Charles Wallace-Thomas is a fourth-year economics and math major, member of NSCC and one of the co-campaign coordinators of BlackAtNU platform. He said that BlackAtNU has been able to make great strides in addressing issues of social and racial justice. 

The platform, in part, calls for NUPD to be defunded to create more public safety infrastructure at Northeastern. Wallace-Thomas said that the primary barrier in working toward this with Northeastern administration is thinking about what is possible and reimagining what public safety can look like. 

Assistant vice-president of Title IX Initiatives Mark Jannoni is also working with BlackAtNU to create a task force to create a Restorative Justice Center based on its recommendations. 

BlackAtNU’s goal is to divest funds from institutions, such as the police, that create a feeling of public non-safety, especially for the BIPOC community. In turn, these funds would be invested into initiatives that would put the safety and well-being of BIPOC students at the forefront and deepen their sense of belonging and community at Northeastern.

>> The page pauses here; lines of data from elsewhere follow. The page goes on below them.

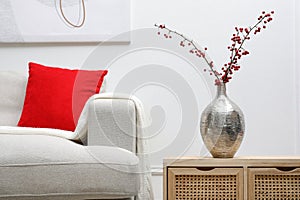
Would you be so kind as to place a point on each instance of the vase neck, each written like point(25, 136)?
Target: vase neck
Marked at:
point(221, 89)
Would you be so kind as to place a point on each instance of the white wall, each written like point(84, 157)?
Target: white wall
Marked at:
point(265, 87)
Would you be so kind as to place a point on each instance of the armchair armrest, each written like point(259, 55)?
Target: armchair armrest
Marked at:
point(112, 122)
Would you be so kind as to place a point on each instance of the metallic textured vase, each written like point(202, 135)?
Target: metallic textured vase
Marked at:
point(222, 125)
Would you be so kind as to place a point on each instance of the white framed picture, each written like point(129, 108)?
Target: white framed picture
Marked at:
point(34, 21)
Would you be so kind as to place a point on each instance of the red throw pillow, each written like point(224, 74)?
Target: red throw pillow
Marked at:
point(55, 97)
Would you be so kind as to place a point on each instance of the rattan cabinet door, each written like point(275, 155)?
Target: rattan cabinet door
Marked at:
point(205, 183)
point(274, 183)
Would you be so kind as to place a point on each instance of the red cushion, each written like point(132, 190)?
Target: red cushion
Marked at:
point(55, 97)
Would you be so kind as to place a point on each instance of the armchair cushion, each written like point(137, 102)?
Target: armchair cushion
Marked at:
point(55, 96)
point(56, 168)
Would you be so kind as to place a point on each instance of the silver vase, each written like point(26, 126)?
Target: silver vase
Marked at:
point(222, 125)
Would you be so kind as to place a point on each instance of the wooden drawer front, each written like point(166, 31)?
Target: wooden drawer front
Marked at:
point(205, 184)
point(274, 183)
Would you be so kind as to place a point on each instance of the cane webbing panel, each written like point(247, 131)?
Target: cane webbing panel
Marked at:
point(277, 187)
point(205, 187)
point(216, 184)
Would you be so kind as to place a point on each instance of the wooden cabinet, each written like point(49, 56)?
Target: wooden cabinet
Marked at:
point(241, 178)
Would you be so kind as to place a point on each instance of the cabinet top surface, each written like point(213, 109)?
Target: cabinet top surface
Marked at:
point(236, 161)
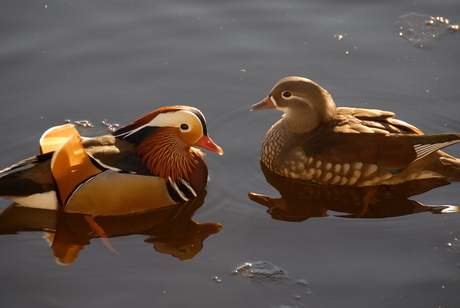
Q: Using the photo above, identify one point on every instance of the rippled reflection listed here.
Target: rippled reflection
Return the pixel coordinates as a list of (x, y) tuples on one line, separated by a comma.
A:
[(171, 230), (301, 200)]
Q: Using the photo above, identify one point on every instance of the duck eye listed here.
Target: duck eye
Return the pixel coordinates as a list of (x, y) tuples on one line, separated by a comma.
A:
[(287, 94)]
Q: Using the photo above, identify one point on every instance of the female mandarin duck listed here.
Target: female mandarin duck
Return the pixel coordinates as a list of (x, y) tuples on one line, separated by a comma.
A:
[(319, 142), (150, 163)]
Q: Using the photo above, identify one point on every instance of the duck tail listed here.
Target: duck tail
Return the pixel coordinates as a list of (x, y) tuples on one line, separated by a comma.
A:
[(28, 181)]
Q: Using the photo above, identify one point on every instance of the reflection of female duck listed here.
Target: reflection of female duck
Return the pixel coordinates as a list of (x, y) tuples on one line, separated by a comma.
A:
[(319, 142), (170, 229), (301, 199), (152, 159)]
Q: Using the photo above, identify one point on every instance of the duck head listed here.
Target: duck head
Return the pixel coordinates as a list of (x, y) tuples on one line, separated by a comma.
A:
[(305, 104), (164, 140)]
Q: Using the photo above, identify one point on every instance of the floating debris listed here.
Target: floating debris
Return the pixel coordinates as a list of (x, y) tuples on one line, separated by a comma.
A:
[(82, 123), (421, 30), (261, 271), (110, 127)]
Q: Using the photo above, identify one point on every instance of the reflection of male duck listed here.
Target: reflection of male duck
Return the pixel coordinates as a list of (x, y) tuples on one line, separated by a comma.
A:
[(302, 199), (170, 229), (152, 159)]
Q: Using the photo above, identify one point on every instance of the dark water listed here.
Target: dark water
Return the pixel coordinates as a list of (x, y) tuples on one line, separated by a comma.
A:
[(117, 60)]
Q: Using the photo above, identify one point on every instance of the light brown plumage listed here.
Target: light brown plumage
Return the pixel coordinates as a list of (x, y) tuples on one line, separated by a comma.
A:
[(319, 142)]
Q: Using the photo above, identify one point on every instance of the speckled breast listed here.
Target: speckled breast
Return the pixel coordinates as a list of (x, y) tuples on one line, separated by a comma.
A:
[(286, 157)]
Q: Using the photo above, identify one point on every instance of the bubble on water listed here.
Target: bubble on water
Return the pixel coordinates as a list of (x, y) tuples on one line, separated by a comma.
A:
[(422, 30)]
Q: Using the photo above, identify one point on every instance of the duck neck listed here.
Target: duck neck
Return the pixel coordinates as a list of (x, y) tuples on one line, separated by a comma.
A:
[(168, 157)]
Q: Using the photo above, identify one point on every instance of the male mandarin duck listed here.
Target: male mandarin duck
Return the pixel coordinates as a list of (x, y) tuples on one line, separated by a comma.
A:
[(150, 163), (322, 143)]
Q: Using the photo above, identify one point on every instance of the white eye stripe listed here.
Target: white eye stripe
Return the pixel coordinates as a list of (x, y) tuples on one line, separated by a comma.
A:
[(174, 119)]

Lyons hopes to see this mistake being corrected by explicitly addresses the work of Black students to produce and put these initiatives forth in the president’s next email about anti-discrimination.  

While backing Lyons’ concerns, fourth-year economics major and Secretary General of NSCC Gisselle Rodriguez-Benitez also voiced her concern that the email is missing detail. Despite its length, she believes there is a vagueness to its content that is insufficient to support its message.  

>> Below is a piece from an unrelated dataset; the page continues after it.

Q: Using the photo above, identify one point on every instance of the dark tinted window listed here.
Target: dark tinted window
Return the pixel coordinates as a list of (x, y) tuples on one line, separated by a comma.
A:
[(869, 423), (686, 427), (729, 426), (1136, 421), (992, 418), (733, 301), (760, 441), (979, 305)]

“Keeping [the diversity and inclusion initiatives] vague is easier because it helps them to not be held responsible for what they do not do or what they don’t do to their fullest extent,” Rodriguez-Benitez said. “The next step, in my view is to make a clear announcement about what exactly they’ll be doing so the Northeastern community can keep them to account.”  

Rodriguez-Benitez suggests that an improvement would be to reframe these initiatives into the form of enumerated lists of explicitly detailed goals with specific targets, plans of action and timelines. This way Northeastern students will be able to hold the administration accountable for not following through on their promises.   

NSCC’s Secretary of Treasury Yasser Aponte, a fifth-year international affairs and religious studies major, believes that for the university to maintain transparency on these initiatives, it must create an oversight board. He suggested that the board could consist of people like students, staff, external community and stakeholders and should be  appropriately representative of Northeastern’s BIPOC community.  

Moreover, Aponte believes that the proposed board should openly communicate what it chooses to implement and what not to, and why, and have records and transaction logs available for public access. 

 “I hope we continue to get updates about what’s going on, transparent updates about how it is going on. Solidarity is a big way we can make changes quicker,” Aponte said. “The more people who understand the mission and values we’re trying to support, the more people will want to reach out to administration. We’re finally starting to see institutions really care about social justice issues at the forefront of their agendas.”  

At the end of the email, Aoun wrote about how we are all “navigating challenging times due to the COVID-19 pandemic and economic uncertainty.” Lyons believes that the email missed a vital expression of understanding about why this time is so difficult, especially for the Black community.  

“A lot of people don’t consider the impact of being amidst a social justice movement as a Black student. Having to witness and experience profound attacks on Black people’s right to exist and having to return to school like everything is normal is difficult,” Lyons said.  “How could you write an email like this and not mention the emotional toll and exhaustion Black students face when constantly having to fight for justice? It’s a severe miss on a part of the authors.”